Merdunya suaramu sungguh Ibu rindukan. Tak akan pernah Ibu lupakan, ketika
sayup-sayup suaramu menghafal surat An Naba’ tengah malam membangunkan Ibu.
Lalu dengan langkah yang Ibu atur sedemikian rupa supaya tak mengganggu
konsentrasimu, kudengarkan suaramu dekat-dekat. Supaya Ibu dapat merasakan
azzammu yang kuat untuk menghafal kalam Illahi,” Bu Mirnah tak kuasa melanjutkan
kata-katanya.
Melelehlah
butiran air mata penuh cinta dan kasih sayang orang tua itu.
Dan
lagi-lagi, Irgi pun hanya dapat terpaku, diam tak tahu harus berkata apa.
Matanya merah, kemudian basah...
Sejujurnya,
ia ingin mengucapkan kata maaf kepada kedua orangtuanya. Memeluk kedua orang yang
paling berjasa dalam hidup yang telah mengenalkannya kepada Tuhan sejak kecil. Ia
baru menyadari, apa yang selama ini dikerjakannya adalah jauh dari ridlo
Illahi. ”Alloh,” lirihnya. ”Jauh sudah kaki ini berbelok dari jalanMu”.
Lamat-lamat
ia mulai muroja’ah surat-surat dalam Al Qur’an yang telah ia hafalkan. Al
Fatihah, Ar Rahman, Al Jumu’ah, An Naba’, dan surat-surat pendek lainnya.
Hatinya kelu bercampur rindu. Iya, dia rindu suasana kecilnya. Ia rindu lantunan tilawah Syaikh As Sudais, seorang
Qori’ sekaligus Imam Masjid di Makkah.

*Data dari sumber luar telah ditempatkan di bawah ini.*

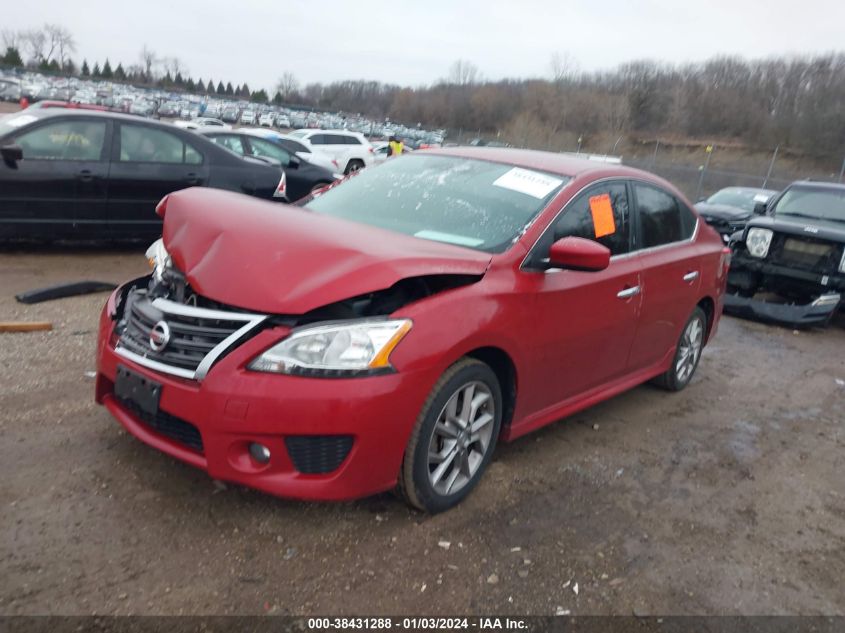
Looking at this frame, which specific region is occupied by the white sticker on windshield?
[414,231,484,248]
[493,167,563,199]
[3,114,38,127]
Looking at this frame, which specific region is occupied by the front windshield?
[306,154,569,253]
[775,187,845,222]
[707,187,776,213]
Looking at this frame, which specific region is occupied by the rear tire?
[652,306,707,391]
[398,358,502,514]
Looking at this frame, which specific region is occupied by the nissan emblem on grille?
[150,321,170,352]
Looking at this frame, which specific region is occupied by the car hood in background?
[695,202,753,220]
[163,187,492,314]
[748,213,845,243]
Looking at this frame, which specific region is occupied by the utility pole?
[695,145,713,200]
[763,145,780,189]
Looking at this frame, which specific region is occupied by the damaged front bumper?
[725,293,841,327]
[725,253,845,327]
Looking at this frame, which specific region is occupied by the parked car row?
[0,108,288,240]
[0,71,445,147]
[96,149,728,512]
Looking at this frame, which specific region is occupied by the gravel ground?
[0,249,845,615]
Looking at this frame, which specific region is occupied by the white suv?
[290,130,374,174]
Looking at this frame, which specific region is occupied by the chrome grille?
[768,233,842,274]
[116,291,266,380]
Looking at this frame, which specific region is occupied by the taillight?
[273,170,288,198]
[156,195,170,219]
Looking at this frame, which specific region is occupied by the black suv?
[725,181,845,326]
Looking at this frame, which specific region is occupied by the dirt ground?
[0,250,845,615]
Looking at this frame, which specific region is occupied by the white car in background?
[173,116,232,130]
[290,130,375,174]
[239,127,342,173]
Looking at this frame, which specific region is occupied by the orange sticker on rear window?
[590,193,616,237]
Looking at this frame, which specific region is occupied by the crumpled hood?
[163,187,491,314]
[695,202,753,221]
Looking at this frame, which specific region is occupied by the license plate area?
[114,365,161,417]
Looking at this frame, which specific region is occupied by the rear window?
[305,154,569,253]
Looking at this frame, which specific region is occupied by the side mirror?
[548,237,610,272]
[0,145,23,169]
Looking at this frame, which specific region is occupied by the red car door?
[521,181,642,411]
[630,182,702,370]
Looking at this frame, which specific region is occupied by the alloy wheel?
[675,318,704,383]
[428,381,496,496]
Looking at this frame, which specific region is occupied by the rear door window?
[634,183,694,248]
[211,134,246,156]
[249,138,290,167]
[15,120,106,161]
[119,123,202,164]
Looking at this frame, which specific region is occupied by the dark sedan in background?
[0,108,285,241]
[695,187,777,243]
[198,128,342,202]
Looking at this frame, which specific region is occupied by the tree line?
[0,24,845,158]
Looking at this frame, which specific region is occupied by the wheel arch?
[464,346,517,433]
[696,296,716,343]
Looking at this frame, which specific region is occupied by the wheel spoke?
[434,422,458,440]
[431,448,458,486]
[470,413,493,434]
[469,391,490,420]
[459,383,475,428]
[446,468,461,495]
[458,449,472,479]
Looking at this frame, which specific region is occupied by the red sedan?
[96,148,729,512]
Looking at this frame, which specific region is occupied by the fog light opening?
[249,442,270,464]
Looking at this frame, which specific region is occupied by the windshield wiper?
[775,210,830,220]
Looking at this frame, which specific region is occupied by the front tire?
[399,358,502,514]
[654,306,707,391]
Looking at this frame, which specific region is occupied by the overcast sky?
[2,0,845,90]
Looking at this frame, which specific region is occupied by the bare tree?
[549,52,579,84]
[44,24,76,65]
[20,29,47,64]
[159,57,188,78]
[0,29,23,50]
[447,59,481,86]
[276,71,299,101]
[140,44,158,81]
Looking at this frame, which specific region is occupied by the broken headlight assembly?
[249,319,411,378]
[146,238,170,282]
[745,227,774,259]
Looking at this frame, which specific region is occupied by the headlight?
[146,238,170,281]
[745,228,773,259]
[249,319,411,376]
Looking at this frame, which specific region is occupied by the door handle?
[616,286,640,299]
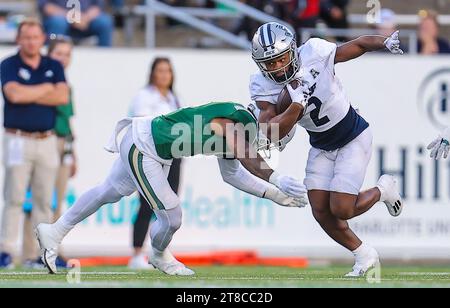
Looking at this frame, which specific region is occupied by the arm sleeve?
[306,38,337,74]
[91,0,105,10]
[53,61,66,84]
[218,158,270,198]
[249,74,281,104]
[0,61,18,87]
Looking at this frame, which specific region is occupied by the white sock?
[52,216,75,244]
[352,243,370,260]
[377,185,386,202]
[152,247,176,262]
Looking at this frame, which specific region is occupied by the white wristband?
[269,171,281,187]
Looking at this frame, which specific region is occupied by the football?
[275,79,300,114]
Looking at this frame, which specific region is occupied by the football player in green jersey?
[36,102,308,276]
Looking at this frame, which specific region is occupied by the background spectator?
[320,0,350,41]
[38,0,114,47]
[375,9,408,53]
[0,19,69,267]
[23,35,77,268]
[291,0,320,44]
[417,10,450,55]
[129,58,181,269]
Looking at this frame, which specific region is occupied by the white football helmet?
[252,22,300,84]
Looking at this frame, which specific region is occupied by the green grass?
[0,266,450,288]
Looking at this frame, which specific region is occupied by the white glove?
[278,125,297,152]
[384,30,403,55]
[286,79,309,110]
[269,171,307,198]
[427,127,450,160]
[264,188,309,208]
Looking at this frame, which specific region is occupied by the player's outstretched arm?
[211,118,306,198]
[427,126,450,159]
[217,158,308,207]
[334,31,403,63]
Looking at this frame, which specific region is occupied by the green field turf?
[0,266,450,288]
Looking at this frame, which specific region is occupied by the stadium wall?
[0,48,450,259]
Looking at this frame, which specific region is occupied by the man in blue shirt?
[38,0,114,47]
[0,19,69,268]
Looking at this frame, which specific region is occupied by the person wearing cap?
[0,19,69,268]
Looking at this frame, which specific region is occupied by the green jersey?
[152,102,257,159]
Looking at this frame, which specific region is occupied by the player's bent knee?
[331,203,354,220]
[98,181,123,203]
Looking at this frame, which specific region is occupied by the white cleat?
[150,254,195,276]
[128,254,155,270]
[35,224,59,274]
[377,174,403,217]
[345,248,380,278]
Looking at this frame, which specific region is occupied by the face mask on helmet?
[253,30,300,84]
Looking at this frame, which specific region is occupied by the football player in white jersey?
[250,22,403,277]
[427,126,450,159]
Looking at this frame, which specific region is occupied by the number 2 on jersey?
[308,96,330,127]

Ia rindu Alloh.. Tak tahan ia membendung
kerinduan yang semakin lama semakin menjadi, ia tumpahkan semuanya dalam alunan
dzikir dan kalimat taubat. ”Astaghfirullohaladzim”.
Bepuluh-puluh,
bahkan beratus-ratus kali ia ucapkan Istighfar, hingga tak lagi memperdulikan
kondisi kesehatan yang semakin menurun. Sudah berkali-kali aliran air mata
membasuh pipinya. Sungguh... kedamaian dan kesejukan serasa kembali hadir dalam
jiwa. Kedamaian sejati, berasal dari Illahi!.
Jam
dinding menunjukkan pukul 19.00. Adzan Isya’ baru saja berkumandang. Segalanya
bermula dari isakan tangis kecil, yang kemudian meledak menjadi tangisan yang
sungguh memilukan hati. Ibu, ayah, mas roni, dan semua yang hadir di samping Irgi
seakan belum bisa menerima apa yang baru saja terjadi. ”Innalillahi wa inna
ilaihi roji’un”.. ucap semuanya.
Irgi
telah menghembuskan nafas terakhir, teriring sebelumnya kalimat syahadat dan wajah
tersenyum yang melegakan bagi siapa saja yang memandang.
”Semoga Alloh melapangkan jalanMu ke arah ridlo
SurgaNya, menghapus semua dosamu dan mengakhirkanmu dalam keadaan khusnul
khotimah,” Mas Roni berdo’a sembari diaminkan oleh semua yang hadir.